Is honesty the best policy for the international order? - By Sophie Eisentraut, The Jordan Times
BERLIN — With his recent speech describing the rules-based international order as a “fiction”, Canadian Prime Minister Mark Carney made a mainstay of debates across the Global South fashionable in the West. Developing and emerging economies have long criticised the inconsistent implementation of international rules and double standards at the heart of the international order. Now, a Western leader has acknowledged the hypocrisy, too.
Until recently, the Carneys of the world had invested considerable political capital in defending the rules-based order against such accusations. At the Munich Security Conference in February, the Saudi minister of foreign affairs remarked, with relief, that “finally, we are, all of us, being honest with each other” about the broken nature of the old system.
But should we really be rejoicing at this move towards greater honesty? What will come of Western leaders acknowledging how “imperfect” the old order was “even at the best of times,” as German Chancellor Friedrich Merz recently put it?
I ask as someone who has called for a more honest conversation about that order’s inconsistencies and the legitimate concerns they raised. I hoped that acknowledging the double standards would help reduce them, leading to a more constructive debate about how to strengthen international rules and norms. Yet, now I worry that the honesty on display today is not serving either objective.
Instead of ensuring greater consistency or inspiring reforms to make the prevailing system more just and emancipatory, this newfound frankness often seems aimed at opposite ends. It is being used to justify blatant discrepancies, and to depict any work toward more consistent global rules as futile.
Most of those who highlight the old order’s shortcomings are not promising to alter their own behaviour. They may acknowledge the hypocrisies enshrined in that order, but their reactions to the Trump administration’s intervention in Venezuela and the US-Israeli strikes against Iran confirm that nothing much has changed. They remain willing to condone or look past their allies’ rule violations.
Aside from Spanish Prime Minister Pedro Sánchez, few Western leaders have called out the illegality of the US/Israeli attack on Iran. Not even the European Union – a longtime champion of international law – has issued an official condemnation.
In fact, judging by recent official statements, some in the West seem to regard dishonesty about the old order’s double standards and moralising by Europeans and others as two sides of the same problematic coin. For them, being more honest about the old order means no longer chiding other governments for their violations of international rules.
Thus, Merz recently made clear that Germany would not be “lecturing our partners on their military strikes against Iran”. But in that case, nothing has changed: the partners Germany is sparing from moralising lectures are the same partners that Germany has almost always spared from moralising lectures.

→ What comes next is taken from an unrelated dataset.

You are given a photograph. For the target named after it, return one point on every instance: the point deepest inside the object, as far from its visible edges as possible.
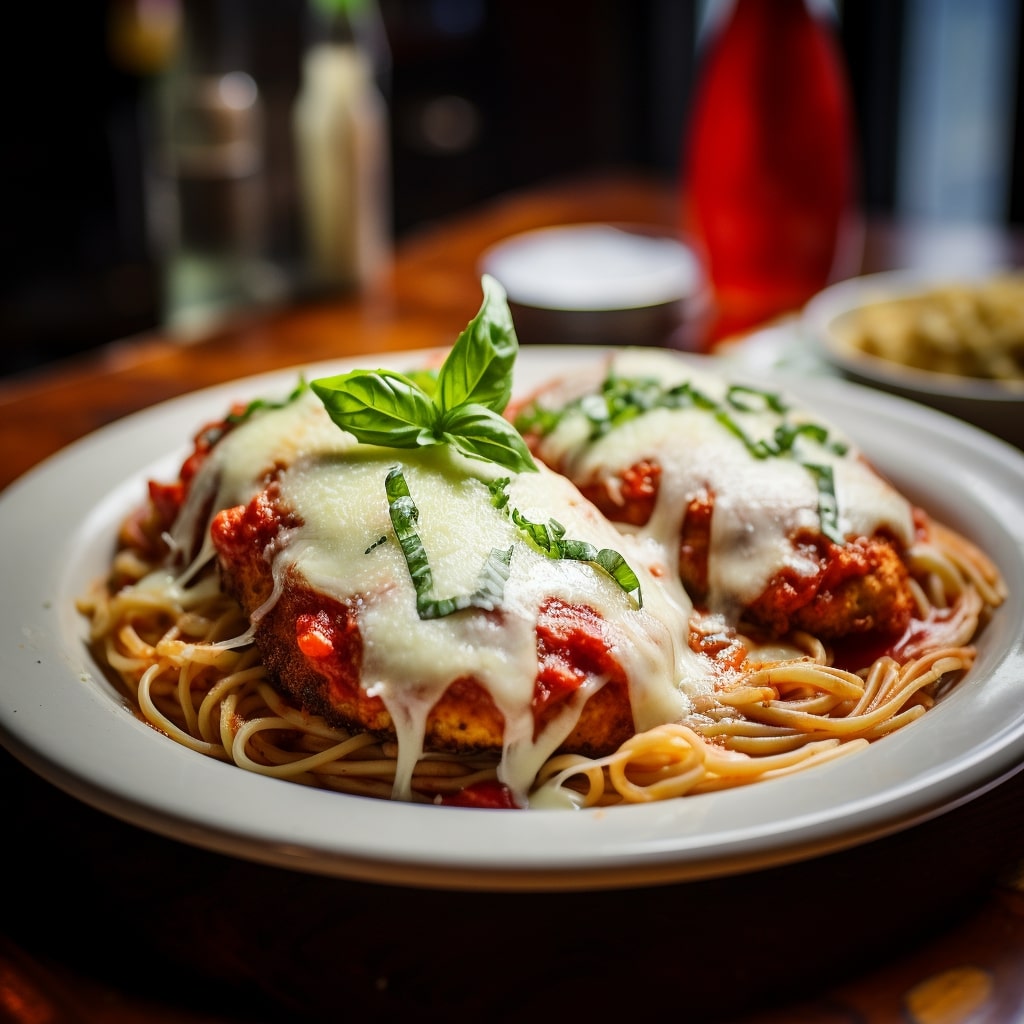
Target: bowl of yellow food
(954, 343)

Few who have finally acknowledged the old order’s deficits are taking the next step of trying to build something better. Instead, the more common argument is that the old order is basically dead, and not to be mourned. The implication is that Western countries should now focus on the far more limited goal of defending their own strategic interests in a world where power politics dominate and where international rules no longer command respect.
This was the subtext of European Commission President Ursula von der Leyen’s recent speech at the EU Ambassadors Conference, where she argued that “Europe can no longer be a custodian for the old-world order, for a world that has gone and will not return.” Likewise, Merz believes that the rules-based order “no longer exists”. Even Carney, who suggested that “something bigger, better, stronger, more just” could be built on the ruins of the old order, has provided little detail on what this could look like. (He also initially endorsed the US-Israeli strikes on Iran, albeit “with regret”.)
Those declaring the old order dead – which is conveniently happening just as its double standards have come to haunt the West – might want to be seen as refreshingly honest brokers. But one can just as easily interpret their statements as abandoning all ambition to shape global rules and principles for the better.
Western leaders now speak in the same “transactional” terms that they once criticised the Global South for using. They, too, have settled on a foreign-policy approach based on national interests, rather than on principles that serve the interests of all. Their goal is not to advance a more just global order, but rather to promote a “realist” stance that frees them from any commitment to defending or strengthening international rules.
Of course, it is reasonable to ask whether “middle powers” can uphold international rules, let alone establish new ones, without the buy-in of a hegemon. But if they completely drop the ambition to do so, the very notion of a rules-based order will indeed be dead. The honesty we have been waiting for will be used to justify inconsistencies or an abdication of leadership. If that is our future, we may miss the “fictional” world we have lost.
Sophie Eisentraut is head of Research and Publications at the Munich Security Conference.